Indonesia's long quest for legal certainty
Indonesia's long quest for legal certainty
Budiono Kusumohamidjojo, Jakarta
Legal certainty has been such an alien concept during the
course of Indonesia's six decades of political independence that
it has become an empty slogan for most Indonesians. Practicing
lawyers are accustomed to the unclear, inconsistent and
incomplete laws and regulations in the country.
We have almost forgotten that legal certainty is a normative
state where people can anticipate what is most likely to happen
in the majority of cases if a person, regardless of his/her
respective background, violates or complies with a law. It is a
state where people can rely on a legal system to function and
respond if triggered by a breach of law.
Although no legal system can guarantee the attainment of
perfect justice for every citizen at all times, a legal system
that implies legal certainty provides the most plausible avenue
toward justice that a person can achieve.
Effective legal certainty in an open and democratic society is
the result of a complex synergy between an enlightened and
effective national leadership on the one hand and enlightened,
and hence motivated citizens on the other. In closed and
authoritarian societies, we may also encounter impressive legal
certainty, which rests in strong hands, but that excludes public
participation in governance.
Having departed from two subsequent authoritarian regimes,
Indonesia under the administration of President Susilo Bambang
Yudhoyono has started to exert efforts to develop legal certainty
that relies on a legitimate national leadership and a society
that ardently seeks the manifestation of justice in a transparent
social paradigm. A national leadership that is the result of a
direct election by the citizens should by now have fulfilled the
first requirement. It is now the Susilo government's turn to
exert its maximum efforts toward consistent best public
governance.
Whether excellent or poor, consistent governance plays a
decisive role in forming a set of normative rules to guide
citizens' behavior. No doubt, in the light of the prolonged
dysfunction of the legal system Indonesia's present government
faces a daunting challenge. It has no choice other than to
deliver and demonstrate tirelessly that it exerts its best
efforts to consistently employ the best governance. Or else
Indonesians will back off in disillusionment and lose trust in
anything that is Indonesia.
We cannot ignore the fact that both are products of two
subsequent regimes that did not have high respect for the law,
while a Dutch saying reminds us, that "the apple never falls far
from the tree". In other words, there is the need to uproot the
corrupt culture from which plenty privileged people are
accustomed to taking the forbidden fruit.
As Indonesia's history has little to offer to speed up this
process, we may expect stimuli from the global arena that will
provide this country and its people with the historical challenge
in terms of two choices. Either we deliver in terms of a world-
class standard of public and private best practices, or else we
risk marginalization and alienation from all the progress that is
being achieved in the global arena.
Indonesia will gain respect in the international arena only if
it proves that it delivers on the qualification of a modern state
that abides by the law. This qualification is marked by a
relatively high degree of legal certainty that will be of mutual
benefit to Indonesians as well as the international community
dealing with Indonesians.
No doubt a painful learning process lies ahead to achieve that
end. This is the avenue where the international community may
exert pressure to accelerate Indonesia's development of its legal
system, about which we have not been serious to date.

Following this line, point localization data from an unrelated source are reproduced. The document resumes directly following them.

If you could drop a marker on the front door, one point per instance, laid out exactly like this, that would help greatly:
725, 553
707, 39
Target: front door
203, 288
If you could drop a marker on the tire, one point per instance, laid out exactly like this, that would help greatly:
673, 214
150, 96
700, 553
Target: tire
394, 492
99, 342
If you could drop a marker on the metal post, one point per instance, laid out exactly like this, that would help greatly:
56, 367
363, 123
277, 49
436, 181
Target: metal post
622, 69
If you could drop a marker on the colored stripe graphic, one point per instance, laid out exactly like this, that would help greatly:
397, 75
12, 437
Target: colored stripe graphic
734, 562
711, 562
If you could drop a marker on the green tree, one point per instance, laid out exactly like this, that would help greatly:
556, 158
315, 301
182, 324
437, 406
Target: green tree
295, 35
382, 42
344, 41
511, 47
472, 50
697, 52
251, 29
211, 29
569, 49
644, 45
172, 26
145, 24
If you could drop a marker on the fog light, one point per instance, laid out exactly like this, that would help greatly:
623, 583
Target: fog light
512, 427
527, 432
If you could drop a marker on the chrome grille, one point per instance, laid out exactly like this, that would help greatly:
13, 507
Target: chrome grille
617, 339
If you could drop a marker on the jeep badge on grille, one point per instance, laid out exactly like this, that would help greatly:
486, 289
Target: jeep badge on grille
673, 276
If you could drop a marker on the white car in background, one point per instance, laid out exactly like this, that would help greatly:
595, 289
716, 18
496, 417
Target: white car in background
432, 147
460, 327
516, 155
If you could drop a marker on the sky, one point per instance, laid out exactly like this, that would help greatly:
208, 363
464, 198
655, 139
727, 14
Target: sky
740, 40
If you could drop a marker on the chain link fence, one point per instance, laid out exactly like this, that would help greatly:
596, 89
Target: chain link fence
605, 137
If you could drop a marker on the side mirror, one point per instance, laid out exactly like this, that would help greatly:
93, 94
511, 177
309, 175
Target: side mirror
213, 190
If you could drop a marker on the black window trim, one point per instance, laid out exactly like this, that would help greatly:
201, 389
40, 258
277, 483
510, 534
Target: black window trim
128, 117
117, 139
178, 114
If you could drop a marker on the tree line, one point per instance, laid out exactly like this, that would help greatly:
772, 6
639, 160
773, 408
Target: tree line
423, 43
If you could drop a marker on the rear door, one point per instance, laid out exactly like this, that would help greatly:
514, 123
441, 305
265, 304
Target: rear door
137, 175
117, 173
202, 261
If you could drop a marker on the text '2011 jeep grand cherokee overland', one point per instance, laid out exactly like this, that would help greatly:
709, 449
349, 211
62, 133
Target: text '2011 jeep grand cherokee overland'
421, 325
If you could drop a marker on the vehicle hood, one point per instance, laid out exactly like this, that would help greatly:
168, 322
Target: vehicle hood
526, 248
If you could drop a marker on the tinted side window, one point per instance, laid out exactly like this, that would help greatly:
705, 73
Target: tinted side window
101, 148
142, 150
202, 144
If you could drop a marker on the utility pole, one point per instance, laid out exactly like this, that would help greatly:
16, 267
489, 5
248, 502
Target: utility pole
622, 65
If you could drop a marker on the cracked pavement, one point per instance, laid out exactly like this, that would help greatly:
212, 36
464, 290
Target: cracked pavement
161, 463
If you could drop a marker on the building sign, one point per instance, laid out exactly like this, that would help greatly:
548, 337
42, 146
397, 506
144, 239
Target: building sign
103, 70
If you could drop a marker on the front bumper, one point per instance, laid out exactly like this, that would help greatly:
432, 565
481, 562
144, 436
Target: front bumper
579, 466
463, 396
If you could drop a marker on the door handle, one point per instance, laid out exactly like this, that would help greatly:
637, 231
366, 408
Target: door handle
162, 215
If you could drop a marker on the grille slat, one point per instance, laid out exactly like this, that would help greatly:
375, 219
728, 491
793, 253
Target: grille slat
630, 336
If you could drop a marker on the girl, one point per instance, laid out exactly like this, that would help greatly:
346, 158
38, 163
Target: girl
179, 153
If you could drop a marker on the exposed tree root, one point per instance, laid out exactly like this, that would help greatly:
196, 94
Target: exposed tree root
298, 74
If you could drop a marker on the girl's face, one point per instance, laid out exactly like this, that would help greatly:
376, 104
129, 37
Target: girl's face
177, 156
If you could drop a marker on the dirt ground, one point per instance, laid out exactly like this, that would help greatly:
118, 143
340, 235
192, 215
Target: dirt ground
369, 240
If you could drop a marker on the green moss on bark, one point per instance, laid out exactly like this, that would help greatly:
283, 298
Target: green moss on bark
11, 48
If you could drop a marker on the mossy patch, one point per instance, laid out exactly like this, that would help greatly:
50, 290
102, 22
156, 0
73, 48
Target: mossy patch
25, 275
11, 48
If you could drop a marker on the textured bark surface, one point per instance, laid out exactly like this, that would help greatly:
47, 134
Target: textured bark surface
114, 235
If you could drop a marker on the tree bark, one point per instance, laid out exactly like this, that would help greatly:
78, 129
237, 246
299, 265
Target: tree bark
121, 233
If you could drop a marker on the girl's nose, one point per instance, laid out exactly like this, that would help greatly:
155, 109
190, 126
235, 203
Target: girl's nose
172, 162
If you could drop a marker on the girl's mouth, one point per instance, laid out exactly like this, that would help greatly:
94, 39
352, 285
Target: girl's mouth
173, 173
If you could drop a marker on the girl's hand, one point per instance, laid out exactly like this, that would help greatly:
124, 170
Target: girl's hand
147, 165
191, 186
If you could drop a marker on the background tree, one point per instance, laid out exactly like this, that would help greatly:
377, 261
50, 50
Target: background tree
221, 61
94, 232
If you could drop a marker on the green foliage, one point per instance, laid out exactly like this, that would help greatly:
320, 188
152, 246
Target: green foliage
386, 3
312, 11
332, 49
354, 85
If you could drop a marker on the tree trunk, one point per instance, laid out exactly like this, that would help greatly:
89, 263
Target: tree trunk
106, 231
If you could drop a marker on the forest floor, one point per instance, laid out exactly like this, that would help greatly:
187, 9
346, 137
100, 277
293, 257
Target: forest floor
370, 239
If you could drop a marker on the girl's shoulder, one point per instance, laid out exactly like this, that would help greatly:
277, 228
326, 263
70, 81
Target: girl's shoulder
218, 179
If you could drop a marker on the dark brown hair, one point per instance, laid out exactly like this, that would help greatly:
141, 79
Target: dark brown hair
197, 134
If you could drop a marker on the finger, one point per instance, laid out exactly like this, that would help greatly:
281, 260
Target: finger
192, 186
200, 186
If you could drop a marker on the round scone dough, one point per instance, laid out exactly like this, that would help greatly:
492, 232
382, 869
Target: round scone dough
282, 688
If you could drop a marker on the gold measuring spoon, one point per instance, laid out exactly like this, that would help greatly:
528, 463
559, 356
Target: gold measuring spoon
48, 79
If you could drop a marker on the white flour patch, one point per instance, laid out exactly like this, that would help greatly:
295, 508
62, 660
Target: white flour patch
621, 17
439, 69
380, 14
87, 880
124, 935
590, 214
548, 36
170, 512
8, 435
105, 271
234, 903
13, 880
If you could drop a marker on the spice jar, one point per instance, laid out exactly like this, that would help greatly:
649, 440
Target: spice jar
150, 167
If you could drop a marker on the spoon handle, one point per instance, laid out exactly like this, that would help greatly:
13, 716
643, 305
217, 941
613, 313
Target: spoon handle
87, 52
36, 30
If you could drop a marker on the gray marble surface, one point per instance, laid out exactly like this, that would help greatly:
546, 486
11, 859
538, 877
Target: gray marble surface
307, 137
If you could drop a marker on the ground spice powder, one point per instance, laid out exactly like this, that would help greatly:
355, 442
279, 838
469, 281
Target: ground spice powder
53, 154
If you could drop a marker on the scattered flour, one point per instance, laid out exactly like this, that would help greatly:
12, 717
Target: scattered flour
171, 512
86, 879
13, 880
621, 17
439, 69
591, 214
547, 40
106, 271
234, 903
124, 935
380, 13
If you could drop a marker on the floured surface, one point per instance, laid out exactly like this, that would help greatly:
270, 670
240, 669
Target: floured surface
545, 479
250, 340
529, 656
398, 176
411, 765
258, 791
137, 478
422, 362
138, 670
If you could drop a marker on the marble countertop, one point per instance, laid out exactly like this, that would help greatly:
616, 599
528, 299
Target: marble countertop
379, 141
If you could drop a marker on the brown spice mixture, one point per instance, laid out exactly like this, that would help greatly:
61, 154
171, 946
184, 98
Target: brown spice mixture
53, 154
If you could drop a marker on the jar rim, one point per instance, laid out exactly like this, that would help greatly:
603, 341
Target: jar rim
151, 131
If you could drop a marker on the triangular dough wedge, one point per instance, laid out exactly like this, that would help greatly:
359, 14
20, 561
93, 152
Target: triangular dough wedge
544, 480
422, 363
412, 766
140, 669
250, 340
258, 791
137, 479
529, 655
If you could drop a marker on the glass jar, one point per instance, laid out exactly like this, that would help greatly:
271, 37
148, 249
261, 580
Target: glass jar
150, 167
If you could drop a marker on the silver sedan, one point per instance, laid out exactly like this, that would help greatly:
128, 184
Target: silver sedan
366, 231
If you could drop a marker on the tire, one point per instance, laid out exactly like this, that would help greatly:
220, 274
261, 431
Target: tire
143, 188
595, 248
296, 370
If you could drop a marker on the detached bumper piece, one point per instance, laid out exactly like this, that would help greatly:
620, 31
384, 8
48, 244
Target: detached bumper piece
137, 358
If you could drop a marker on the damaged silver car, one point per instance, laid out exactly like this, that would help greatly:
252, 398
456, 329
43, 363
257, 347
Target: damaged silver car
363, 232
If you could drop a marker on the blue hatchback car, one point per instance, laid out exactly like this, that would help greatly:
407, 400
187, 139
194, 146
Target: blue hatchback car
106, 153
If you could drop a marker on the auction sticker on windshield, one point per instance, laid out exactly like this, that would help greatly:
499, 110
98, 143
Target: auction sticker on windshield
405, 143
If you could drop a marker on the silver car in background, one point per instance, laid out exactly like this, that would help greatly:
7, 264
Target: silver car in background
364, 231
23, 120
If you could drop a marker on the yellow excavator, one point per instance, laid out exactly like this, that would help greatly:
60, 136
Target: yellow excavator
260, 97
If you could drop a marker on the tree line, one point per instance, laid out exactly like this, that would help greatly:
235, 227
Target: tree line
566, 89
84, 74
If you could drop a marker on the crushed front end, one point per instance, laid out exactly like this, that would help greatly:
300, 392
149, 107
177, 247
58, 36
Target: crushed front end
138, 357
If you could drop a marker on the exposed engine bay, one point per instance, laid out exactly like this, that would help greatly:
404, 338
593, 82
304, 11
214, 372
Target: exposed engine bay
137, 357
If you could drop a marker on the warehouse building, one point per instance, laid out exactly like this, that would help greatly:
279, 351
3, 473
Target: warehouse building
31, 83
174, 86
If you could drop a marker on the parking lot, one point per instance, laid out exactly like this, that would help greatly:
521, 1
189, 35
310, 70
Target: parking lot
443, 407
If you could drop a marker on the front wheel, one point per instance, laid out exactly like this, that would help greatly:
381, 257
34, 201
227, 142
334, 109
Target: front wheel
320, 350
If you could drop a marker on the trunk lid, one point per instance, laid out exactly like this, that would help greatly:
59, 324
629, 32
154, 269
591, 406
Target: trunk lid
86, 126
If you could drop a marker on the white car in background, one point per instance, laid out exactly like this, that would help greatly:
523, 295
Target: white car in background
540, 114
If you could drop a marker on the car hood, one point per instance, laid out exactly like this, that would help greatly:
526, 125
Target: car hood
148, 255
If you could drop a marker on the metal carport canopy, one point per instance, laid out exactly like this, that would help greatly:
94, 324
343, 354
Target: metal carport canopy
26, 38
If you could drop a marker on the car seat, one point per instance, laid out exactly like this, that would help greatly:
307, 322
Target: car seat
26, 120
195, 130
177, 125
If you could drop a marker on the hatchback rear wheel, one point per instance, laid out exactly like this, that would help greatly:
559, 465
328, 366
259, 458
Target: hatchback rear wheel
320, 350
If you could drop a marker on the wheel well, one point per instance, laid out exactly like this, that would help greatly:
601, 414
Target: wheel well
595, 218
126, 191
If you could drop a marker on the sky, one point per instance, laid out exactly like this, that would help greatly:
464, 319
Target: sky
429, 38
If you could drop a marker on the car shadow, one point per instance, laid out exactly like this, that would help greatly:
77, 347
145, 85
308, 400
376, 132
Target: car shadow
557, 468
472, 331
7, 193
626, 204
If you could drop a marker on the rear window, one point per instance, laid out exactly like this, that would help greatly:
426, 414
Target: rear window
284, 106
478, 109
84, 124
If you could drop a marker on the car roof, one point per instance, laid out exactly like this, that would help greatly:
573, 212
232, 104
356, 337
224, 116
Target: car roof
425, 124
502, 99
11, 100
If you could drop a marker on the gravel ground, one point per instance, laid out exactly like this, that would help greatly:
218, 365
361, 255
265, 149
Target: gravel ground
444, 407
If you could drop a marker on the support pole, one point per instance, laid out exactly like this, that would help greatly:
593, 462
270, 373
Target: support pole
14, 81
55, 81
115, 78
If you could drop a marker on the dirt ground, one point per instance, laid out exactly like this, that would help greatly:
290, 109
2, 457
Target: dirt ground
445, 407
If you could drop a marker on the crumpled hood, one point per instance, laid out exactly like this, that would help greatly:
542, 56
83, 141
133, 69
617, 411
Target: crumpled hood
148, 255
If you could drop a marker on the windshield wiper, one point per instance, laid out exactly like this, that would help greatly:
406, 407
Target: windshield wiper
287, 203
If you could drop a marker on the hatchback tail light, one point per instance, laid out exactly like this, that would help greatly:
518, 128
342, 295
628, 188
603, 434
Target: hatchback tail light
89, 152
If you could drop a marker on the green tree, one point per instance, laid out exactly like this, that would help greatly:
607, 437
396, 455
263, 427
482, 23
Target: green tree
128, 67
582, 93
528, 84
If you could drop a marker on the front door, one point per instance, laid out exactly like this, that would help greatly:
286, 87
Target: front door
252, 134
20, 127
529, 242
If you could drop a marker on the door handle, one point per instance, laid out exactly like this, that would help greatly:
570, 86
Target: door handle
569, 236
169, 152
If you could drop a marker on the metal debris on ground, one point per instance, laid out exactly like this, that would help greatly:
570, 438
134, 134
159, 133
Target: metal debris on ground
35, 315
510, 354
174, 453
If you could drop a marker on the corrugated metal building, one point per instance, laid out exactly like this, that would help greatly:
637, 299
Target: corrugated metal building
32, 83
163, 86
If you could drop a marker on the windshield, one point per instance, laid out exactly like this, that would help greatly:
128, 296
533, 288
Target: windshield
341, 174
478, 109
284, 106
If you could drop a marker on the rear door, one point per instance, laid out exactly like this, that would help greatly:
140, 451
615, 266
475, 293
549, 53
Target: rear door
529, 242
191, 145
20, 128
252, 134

Indonesians at large are struggling toward this objective and
despite remarkable progress, we have suffered plenty of setbacks.
As it is intertwined with culture, we may well have to take it as
the cost of an inescapable historical process. No wonder
President Susilo's government is in a dilemma whether to heed
international standards of best practices or bow to Indonesia's
old established corrupt but powerful elements.
Nevertheless, Indonesians are not responsive by nature to
international pressure. Despite their reputation for hospitality
(that is gradually fading away silently, however), Indonesians in
general and plenty of their leaders in particular are
paradoxically also renowned for xenophobic inclinations.
Indonesian leaders used to warn their people from time to time,
albeit ineffectively, against anything "foreign" that "runs
against our culture". Which part of our culture -- the lax
attitude in our working places or our poor performing civil
service?
Such warnings have become increasingly out of date and
misplaced, while it is high time that Indonesians and their
leaders in particular open their hearts and minds in order to
learn from other countries, peoples and their governments that
have proven themselves to be at the forefront of a more humane
civilization, of which legal certainty is simply a logical must!
The writer is senior lecturer in Philosophy of Law. This is an
edited version of the author's presentation at the Indonesian
Mining Association Conference in Jakarta, Sept. 21-22, 2005.